Oscar Wherry's Final Writing
Grandmother lived at our house from the time she was 83 until she died. Helen and I were pretty small, and we loved to tease her. I would pretend I was slapping Helen, and she would get up out of her chair and take after me. This was a lark for us.She would sit and look at a fashion book by the hour. Then she would say, "I see by the fashions they are wearing such and such styles." Once she sewed a a number of ribbon bows on her plain, black silk "Sunday" dress, but the family wouldn't let her go to church with them on. She was about fifty years ahead of of her generation as far as styles were concerned.
However, the custom of her generation was on very proper apparel. None of her children could remember when she did not wear a white cap, so perhaps she had to don it when she married. I remember seeing pictures of Martha Washington with a cap on. After Grandfather died, the caps were black. They were fashioned like a baby's bonnet and covered with black net and lace, fastened onto the foundation. A milliner in Indiana made them. They were tied under the chin. Grandmother never appeared without her cap.
The Heinselmans lived near our home, and they placed their "rest room", (what in those days was called a privy), on the edge of a hill. One day Lizzie went in to meditate for a while, and it happened to be a very windy day. All at once, the privy with Lizzy in it, rolled to the foot of the hill, which was about 150 feet away. The only discomfort she had was that her meditations were interrupted and she had a sprained thumb. I don't recall whether they rebuilt in on the hill or at the bottom, but that would be a little far in case of emergencies.
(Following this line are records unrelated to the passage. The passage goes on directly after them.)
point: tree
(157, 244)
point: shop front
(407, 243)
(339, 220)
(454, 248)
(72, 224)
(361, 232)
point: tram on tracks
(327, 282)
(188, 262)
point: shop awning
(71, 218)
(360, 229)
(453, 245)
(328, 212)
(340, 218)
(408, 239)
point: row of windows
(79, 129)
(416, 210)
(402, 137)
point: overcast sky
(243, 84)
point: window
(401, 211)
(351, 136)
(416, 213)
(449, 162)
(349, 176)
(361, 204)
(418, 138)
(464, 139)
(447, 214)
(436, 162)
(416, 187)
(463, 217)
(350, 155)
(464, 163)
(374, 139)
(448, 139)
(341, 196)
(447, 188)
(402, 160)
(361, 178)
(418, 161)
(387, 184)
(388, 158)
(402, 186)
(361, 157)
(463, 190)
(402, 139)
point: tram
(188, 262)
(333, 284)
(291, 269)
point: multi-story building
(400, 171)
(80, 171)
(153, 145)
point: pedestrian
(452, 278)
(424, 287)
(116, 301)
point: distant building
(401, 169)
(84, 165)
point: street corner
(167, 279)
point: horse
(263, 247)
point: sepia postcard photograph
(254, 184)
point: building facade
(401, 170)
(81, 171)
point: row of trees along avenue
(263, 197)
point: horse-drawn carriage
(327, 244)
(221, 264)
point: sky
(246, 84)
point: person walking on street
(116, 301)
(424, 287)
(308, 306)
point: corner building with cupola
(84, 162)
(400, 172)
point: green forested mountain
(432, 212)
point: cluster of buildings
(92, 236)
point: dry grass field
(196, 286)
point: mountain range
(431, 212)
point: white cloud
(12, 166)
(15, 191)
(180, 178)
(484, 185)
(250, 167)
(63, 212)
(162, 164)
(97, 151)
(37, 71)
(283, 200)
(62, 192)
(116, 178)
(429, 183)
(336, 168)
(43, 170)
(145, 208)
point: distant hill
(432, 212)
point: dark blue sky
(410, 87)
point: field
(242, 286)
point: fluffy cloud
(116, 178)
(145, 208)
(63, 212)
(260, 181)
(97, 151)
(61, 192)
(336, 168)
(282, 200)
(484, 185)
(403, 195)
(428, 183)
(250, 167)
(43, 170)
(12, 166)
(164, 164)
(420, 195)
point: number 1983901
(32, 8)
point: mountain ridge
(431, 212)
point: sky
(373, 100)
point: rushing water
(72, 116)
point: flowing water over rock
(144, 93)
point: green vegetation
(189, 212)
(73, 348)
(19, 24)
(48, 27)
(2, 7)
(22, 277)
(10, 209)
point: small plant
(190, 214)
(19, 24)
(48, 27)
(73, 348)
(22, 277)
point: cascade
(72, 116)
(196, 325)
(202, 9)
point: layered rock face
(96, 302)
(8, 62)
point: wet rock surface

When my father bought out Mr. Allhouse to start to huckster to Pittsburgh, he got wagons, a sled and a team of horses named Harry and George. They were inseparable. If you took one out of the barn without the other, they fussed and pawed until the other was returned. One night they took George and another horse and went to West Lebanon to some meeting and left Harry. When the came home, the stable was full of steam, and they found old Harry crumpled up in the stall with his neck broken. He had hung himself and died of a broken neck and a broken heart. It was a good example of Damon and Pythias.
In closing, I would like to say that I think we were raised in a wonderful age. We didn't have the luxuries of life, but we had a good childhood and never went hungry. By the standards of today, we would have been classed as a low-bracket family, but I am not sure that the standards we class someone in today are solid standards.
We judged a person in those days for what he was, not how much money he represented. I think before it is all over, we will have to get back to judging a man for what he is and what he stands for The poet has said:
The boast of heraldy, the pomp of power, And all that beauty, all that wealth ere gave, Awaits alike the inevitable hour, The paths of glory lead but to the grave.